Drohobytsch

Drohobytsch
Дрогобич
Wappen von Drohobytsch
Drohobytsch (Ukraine)
Drohobytsch
Basisdaten
Oblast:Oblast Lwiw
Rajon:Rajon Drohobytsch
Höhe:297 m
Fläche:44,5 km²
Einwohner:76.375 (2018)
Bevölkerungsdichte:1.716 Einwohner je km²
Postleitzahlen:82100
Vorwahl:+380 3244
Geographische Lage:49° 21′ N, 23° 30′ O
KATOTTH:UA46020030010069501
KOATUU:4610600000
Verwaltungsgliederung:2 Städte, 32 Dörfer
Bürgermeister:Taras Kutschma
Adresse:пл. Ринок 1
82100 м. Дрогобич
Website:Stadtrat Drohobytsch
Statistische Informationen
Drohobytsch (Oblast Lwiw)
Drohobytsch (Oblast Lwiw)
Drohobytsch
i1

Drohobytsch (ukrainisch Дрогобич; russisch ДрогобычDrogobytsch, polnisch Drohobycz; jiddisch דראָביטש) ist eine ukrainische Stadt mit 76.300 Einwohnern (2018[1]). Sie liegt in der Oblast Lwiw, südlich der Bezirkshauptstadt Lwiw, die auch die nächste größere Stadt ist.

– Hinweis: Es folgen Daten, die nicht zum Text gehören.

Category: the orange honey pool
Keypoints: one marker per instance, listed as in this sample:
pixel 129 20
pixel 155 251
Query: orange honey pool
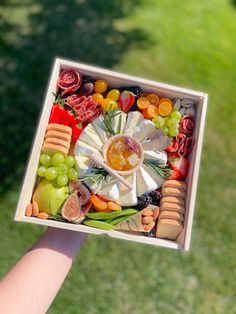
pixel 123 154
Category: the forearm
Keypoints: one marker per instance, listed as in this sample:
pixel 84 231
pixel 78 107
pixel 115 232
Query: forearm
pixel 31 285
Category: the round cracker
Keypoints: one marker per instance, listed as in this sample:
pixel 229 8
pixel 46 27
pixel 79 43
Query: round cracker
pixel 167 214
pixel 172 199
pixel 169 191
pixel 172 207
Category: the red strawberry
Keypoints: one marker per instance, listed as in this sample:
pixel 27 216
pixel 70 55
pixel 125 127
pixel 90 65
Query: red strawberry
pixel 126 100
pixel 180 165
pixel 175 175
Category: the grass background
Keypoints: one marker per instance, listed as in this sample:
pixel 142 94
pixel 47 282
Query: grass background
pixel 187 43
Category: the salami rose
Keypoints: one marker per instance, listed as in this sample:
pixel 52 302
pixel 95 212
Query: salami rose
pixel 187 124
pixel 69 81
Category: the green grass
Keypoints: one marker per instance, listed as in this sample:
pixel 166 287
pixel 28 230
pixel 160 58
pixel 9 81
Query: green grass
pixel 186 43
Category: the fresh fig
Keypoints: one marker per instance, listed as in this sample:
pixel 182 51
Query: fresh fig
pixel 71 209
pixel 81 189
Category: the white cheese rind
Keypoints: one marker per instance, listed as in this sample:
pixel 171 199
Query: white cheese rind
pixel 155 176
pixel 84 149
pixel 143 130
pixel 102 134
pixel 110 189
pixel 128 197
pixel 145 183
pixel 160 157
pixel 115 122
pixel 133 119
pixel 89 136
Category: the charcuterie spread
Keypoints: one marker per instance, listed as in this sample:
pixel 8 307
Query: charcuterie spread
pixel 114 158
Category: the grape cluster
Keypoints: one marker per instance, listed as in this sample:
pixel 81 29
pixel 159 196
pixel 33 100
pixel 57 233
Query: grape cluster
pixel 170 124
pixel 57 167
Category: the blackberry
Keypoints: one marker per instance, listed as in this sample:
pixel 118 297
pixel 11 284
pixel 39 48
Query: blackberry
pixel 143 201
pixel 151 233
pixel 155 196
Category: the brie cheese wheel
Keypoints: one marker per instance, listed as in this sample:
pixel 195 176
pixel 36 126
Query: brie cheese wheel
pixel 102 134
pixel 155 176
pixel 133 119
pixel 143 130
pixel 110 189
pixel 82 165
pixel 89 135
pixel 128 197
pixel 145 183
pixel 84 149
pixel 115 122
pixel 160 157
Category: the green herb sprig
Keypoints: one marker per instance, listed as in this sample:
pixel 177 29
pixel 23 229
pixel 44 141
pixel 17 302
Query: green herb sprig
pixel 107 121
pixel 95 176
pixel 162 170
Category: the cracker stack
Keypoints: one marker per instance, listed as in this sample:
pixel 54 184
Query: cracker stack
pixel 170 220
pixel 57 139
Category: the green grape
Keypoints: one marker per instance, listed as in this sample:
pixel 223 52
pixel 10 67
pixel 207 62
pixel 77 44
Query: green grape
pixel 57 159
pixel 62 180
pixel 51 173
pixel 41 171
pixel 173 131
pixel 70 161
pixel 166 119
pixel 45 160
pixel 176 115
pixel 62 169
pixel 172 123
pixel 159 122
pixel 72 173
pixel 165 130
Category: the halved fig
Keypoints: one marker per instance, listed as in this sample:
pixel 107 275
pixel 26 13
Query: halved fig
pixel 71 209
pixel 81 189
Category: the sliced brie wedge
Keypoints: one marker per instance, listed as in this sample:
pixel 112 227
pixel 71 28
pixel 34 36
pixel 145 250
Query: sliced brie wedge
pixel 144 130
pixel 102 134
pixel 133 119
pixel 145 183
pixel 89 136
pixel 128 197
pixel 155 176
pixel 160 157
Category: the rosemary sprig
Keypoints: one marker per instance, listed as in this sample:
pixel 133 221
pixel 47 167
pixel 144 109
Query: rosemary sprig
pixel 95 176
pixel 59 100
pixel 162 170
pixel 107 121
pixel 57 217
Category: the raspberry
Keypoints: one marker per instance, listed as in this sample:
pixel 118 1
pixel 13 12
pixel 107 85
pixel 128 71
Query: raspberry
pixel 143 201
pixel 155 196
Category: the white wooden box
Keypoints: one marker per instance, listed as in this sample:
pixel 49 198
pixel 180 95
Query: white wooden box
pixel 117 79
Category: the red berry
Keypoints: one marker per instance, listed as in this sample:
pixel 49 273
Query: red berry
pixel 126 100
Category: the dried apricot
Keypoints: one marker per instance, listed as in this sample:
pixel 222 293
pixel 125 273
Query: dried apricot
pixel 152 111
pixel 98 203
pixel 153 99
pixel 143 103
pixel 113 206
pixel 166 100
pixel 165 108
pixel 43 215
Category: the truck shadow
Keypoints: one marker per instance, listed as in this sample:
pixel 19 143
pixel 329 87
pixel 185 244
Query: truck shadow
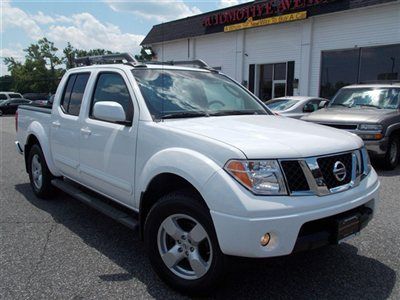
pixel 332 272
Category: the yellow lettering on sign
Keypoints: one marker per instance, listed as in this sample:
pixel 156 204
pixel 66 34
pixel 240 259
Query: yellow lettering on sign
pixel 268 21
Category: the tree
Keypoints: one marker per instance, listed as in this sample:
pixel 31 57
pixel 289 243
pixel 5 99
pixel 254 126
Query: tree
pixel 146 54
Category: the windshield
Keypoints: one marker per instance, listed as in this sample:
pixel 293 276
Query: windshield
pixel 180 93
pixel 380 98
pixel 281 104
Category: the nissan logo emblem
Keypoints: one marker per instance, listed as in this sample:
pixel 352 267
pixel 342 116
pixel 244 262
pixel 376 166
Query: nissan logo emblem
pixel 339 171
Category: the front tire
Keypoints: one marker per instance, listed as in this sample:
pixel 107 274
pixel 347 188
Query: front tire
pixel 39 174
pixel 182 244
pixel 391 159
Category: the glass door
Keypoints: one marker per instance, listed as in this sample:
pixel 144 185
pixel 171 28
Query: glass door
pixel 279 89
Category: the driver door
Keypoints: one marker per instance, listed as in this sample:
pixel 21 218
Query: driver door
pixel 107 149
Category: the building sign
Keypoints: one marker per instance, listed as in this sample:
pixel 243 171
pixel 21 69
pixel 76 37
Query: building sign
pixel 267 21
pixel 259 10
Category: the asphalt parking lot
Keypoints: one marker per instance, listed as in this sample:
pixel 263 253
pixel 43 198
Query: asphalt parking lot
pixel 62 249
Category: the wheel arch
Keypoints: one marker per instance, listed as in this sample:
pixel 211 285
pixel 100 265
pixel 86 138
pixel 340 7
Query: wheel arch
pixel 163 184
pixel 36 134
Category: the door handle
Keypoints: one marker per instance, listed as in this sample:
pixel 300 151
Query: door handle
pixel 56 124
pixel 86 131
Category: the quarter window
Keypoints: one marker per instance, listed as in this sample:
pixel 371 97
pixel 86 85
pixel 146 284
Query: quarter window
pixel 73 93
pixel 112 87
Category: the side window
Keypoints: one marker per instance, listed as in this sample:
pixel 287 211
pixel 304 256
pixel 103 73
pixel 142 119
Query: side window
pixel 77 94
pixel 73 93
pixel 67 93
pixel 112 87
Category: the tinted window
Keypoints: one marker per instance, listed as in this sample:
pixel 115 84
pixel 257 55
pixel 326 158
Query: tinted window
pixel 180 93
pixel 380 63
pixel 77 94
pixel 281 104
pixel 112 87
pixel 73 93
pixel 338 69
pixel 387 98
pixel 67 93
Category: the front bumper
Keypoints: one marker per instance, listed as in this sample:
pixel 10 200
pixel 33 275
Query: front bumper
pixel 18 147
pixel 281 217
pixel 377 148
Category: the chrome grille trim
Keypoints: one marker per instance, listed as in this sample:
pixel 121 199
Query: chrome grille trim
pixel 315 178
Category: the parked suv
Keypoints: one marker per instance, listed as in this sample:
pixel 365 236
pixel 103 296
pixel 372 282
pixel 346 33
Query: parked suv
pixel 370 111
pixel 196 164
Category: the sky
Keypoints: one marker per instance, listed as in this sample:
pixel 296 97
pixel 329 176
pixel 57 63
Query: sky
pixel 88 24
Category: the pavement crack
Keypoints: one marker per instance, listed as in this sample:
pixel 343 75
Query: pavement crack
pixel 42 255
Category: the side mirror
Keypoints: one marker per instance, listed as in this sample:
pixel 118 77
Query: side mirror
pixel 110 111
pixel 308 108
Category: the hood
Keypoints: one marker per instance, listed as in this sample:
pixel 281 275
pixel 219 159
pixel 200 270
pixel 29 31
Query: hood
pixel 349 115
pixel 263 137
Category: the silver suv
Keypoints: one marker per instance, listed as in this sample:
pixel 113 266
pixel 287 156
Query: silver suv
pixel 370 111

Blick auf die Innenstadt von Drohobytsch

Drohobytsch ist das Rajonszentrum des gleichnamigen Rajons Drohobytsch, war aber selbst bis Juli 2020 kein Teil desselben.

Geschichte der Stadt

Drohobytsch wurde im späten 11. Jahrhundert gegründet. Bekannt wurde die Stadt durch ihre Salzbergwerke. Sie war schon im 14. Jahrhundert ein Zentrum der Salzgewinnung. Von 1340 bis 1772 war die Stadt Teil der Ziemia Przemyska (polnisch: Przemyśler Land) im Königreich Polen, wobei sie von 1569 bis 1772 zu der Woiwodschaft Ruthenia, einer administrativen Einheit der Adelsrepublik Polen-Litauen, gehörte. Zwischen 1939 und 1959 war Drohobytsch die Hauptstadt der 10.400 km² großen Oblast Drohobytsch mit über 850.000 Einwohnern.

Hölzerne St.-Georgs-Kirche aus dem 16. Jahrhundert, seit 2013 UNESCO-Weltkulturerbe (Holzkirchen der Karpatenregion)
Choral-Synagoge

Österreichisches Kronland

Nach der ersten polnischen Teilung war Drohobytsch von 1772 bis 1918 Teil des österreichischen Kronlandes Königreich Galizien und Lodomerien. Im 18. Jahrhundert wurde eine Schule der ukrainischen Bruderschaft gegründet und später ein Gymnasium. Seit 1896 war die Schule in einem Gebäude untergebracht, welches jetzt das Hauptgebäude des Pädagogischen Institutes ist. Diese Schule besuchte der junge Iwan Franko, der in einem nahe gelegenen Dorf geboren wurde. Ende des 19. Jahrhunderts wurde in der Nähe der Stadt Öl gefunden. Daraufhin setzte ein Boom ein. 1880 gab es bereits 36 Ölgesellschaften in Drohobytsch. Die Bevölkerung wuchs schnell, alle hofften auf Arbeit und ein bescheidenes Auskommen. Aber die Lebensbedingungen waren hart, und die Region bekam den Beinamen „Galizische Hölle“. Verwaltungstechnisch war der Ort ab 1850 der Sitz der Bezirkshauptmannschaft des Bezirks Drohobycz[2], 1867 kam noch ein Bezirksgericht im Ort dazu, beide existierten dann bis 1918.

Wechselnde Zugehörigkeit

Von 1919 bis 1939 gehörte die Stadt zu Polen und lag hier ab 1921 in der Woiwodschaft Lwów. Vor dem Zweiten Weltkrieg hatte Drohobytsch etwa 35.000 Einwohner, darunter 35 Prozent Polen und 20 Prozent Ukrainer. Viele Einwohner waren Juden, die als Arbeitskräfte in den Ölschächten ihren Lebensunterhalt bestritten, da es in dieser Gegend größere Erdöl- und Erdgasvorkommen gibt.[3] Dazu gibt es noch große Kalivorkommen. Die Große Synagoge von Drohobytsch war zu dieser Zeit die größte Synagoge Polens, größer noch als die von Warschau. 1939 besetzte die Rote Armee, wie im geheimen Zusatzprotokoll des deutsch-sowjetischen Nichtangriffspaktes vereinbart, die Stadt. 1941 nahm die deutsche Wehrmacht beim Überfall auf die Sowjetunion Drohobytsch ein. Bei der Auflösung des Ghettos wurden die Juden 1943 in Vernichtungslager deportiert. Am 6. August 1944 besetzte die Rote Armee die Stadt erneut.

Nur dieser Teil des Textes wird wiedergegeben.